Produced when modules.qc.enabled is true. Requires at least 3 samples.

Path Format Description
results/qc/qc_dashboard.html HTML Interactive QC dashboard with PCA, relatedness, depth, inbreeding, NJ tree, ADMIXTURE, and optional geographic map panels.
results/qc/qc_report.tsv TSV Copy of the pipeline QC metrics report used as dashboard input.
results/qc/pruned.vcf.gz VCF LD-pruned, subsampled VCF used for QC analyses.
results/qc/snpqc.txt Text SNP QC statistics.
results/qc/individuals.idepth Text Per-individual depth statistics (vcftools).
results/qc/individuals.imiss Text Per-individual missingness (vcftools).
results/qc/individuals.het Text Per-individual heterozygosity (vcftools).
results/qc/individuals.FILTER.summary Text Filter summary counts.
results/qc/plink.eigenvec Text PCA eigenvectors (PLINK).
results/qc/plink.eigenval Text PCA eigenvalues (PLINK).
results/qc/plink.bed Binary PLINK binary genotype file.
results/qc/plink.bim Text PLINK variant file.
results/qc/plink.fam Text PLINK sample file.
results/qc/plink.2.Q Text ADMIXTURE Q matrix (K=2).
results/qc/plink.3.Q Text ADMIXTURE Q matrix (K=3).
results/qc/coords.txt Text Sample coordinates (lat/long) for geographic plots.

Postprocess module outputs

Produced when modules.postprocess.enabled is true.

Path Format Description
results/postprocess/filtered.vcf.gz VCF (bgzipped) VCF with excluded samples removed and default filters applied.
results/postprocess/filtered.vcf.gz.csi CSI index Index for the filtered VCF.
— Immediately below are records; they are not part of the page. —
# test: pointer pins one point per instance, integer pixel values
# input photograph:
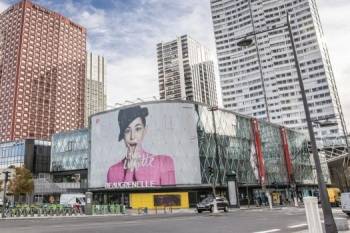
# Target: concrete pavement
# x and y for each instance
(284, 220)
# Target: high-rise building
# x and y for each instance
(95, 86)
(185, 71)
(42, 72)
(261, 79)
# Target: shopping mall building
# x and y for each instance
(161, 153)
results/postprocess/callable_sites_filtered.bed BED Callable sites BED after removing small contigs and excluded scaffolds.
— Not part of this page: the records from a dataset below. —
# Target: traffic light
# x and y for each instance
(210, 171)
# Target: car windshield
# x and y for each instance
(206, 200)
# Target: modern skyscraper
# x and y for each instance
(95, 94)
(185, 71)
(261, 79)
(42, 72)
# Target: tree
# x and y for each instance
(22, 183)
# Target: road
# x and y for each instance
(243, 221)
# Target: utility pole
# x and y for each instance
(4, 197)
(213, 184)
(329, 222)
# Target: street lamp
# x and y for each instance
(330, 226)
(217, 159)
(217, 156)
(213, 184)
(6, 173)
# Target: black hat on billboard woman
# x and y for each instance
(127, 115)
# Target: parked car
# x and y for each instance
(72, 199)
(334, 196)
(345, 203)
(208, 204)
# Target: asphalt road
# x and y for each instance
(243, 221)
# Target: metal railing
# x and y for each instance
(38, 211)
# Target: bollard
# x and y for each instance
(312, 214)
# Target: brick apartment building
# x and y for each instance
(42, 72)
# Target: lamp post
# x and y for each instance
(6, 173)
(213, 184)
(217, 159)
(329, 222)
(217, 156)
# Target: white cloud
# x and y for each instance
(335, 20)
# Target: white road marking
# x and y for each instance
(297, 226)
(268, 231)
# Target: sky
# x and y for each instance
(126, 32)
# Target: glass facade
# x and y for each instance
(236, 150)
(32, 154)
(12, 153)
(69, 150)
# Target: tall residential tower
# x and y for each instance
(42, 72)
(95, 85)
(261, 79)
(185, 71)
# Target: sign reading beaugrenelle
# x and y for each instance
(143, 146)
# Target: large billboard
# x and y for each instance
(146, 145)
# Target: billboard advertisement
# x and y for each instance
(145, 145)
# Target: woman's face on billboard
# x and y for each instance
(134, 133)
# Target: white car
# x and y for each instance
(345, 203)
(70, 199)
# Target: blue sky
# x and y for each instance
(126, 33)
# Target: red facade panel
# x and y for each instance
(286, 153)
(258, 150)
results/postprocess/clean_snps.vcf.gz VCF (bgzipped) Final clean SNP-only VCF after MAF, missingness, callable-sites, and scaffold filters.
results/postprocess/clean_snps.vcf.gz.tbi Tabix index Index for the clean SNPs VCF.
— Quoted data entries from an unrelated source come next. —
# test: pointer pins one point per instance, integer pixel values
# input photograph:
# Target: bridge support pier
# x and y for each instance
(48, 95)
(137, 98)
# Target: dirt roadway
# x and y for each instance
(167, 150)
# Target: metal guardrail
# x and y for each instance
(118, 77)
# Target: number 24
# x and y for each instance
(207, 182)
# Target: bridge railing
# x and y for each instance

results/postprocess/clean_indels.vcf.gz VCF (bgzipped) Final clean indel-only VCF after the same filtering criteria.
results/postprocess/clean_indels.vcf.gz.tbi Tabix index Index for the clean indels VCF.
results/postprocess/include_samples.txt Text List of sample IDs retained after exclusion filtering.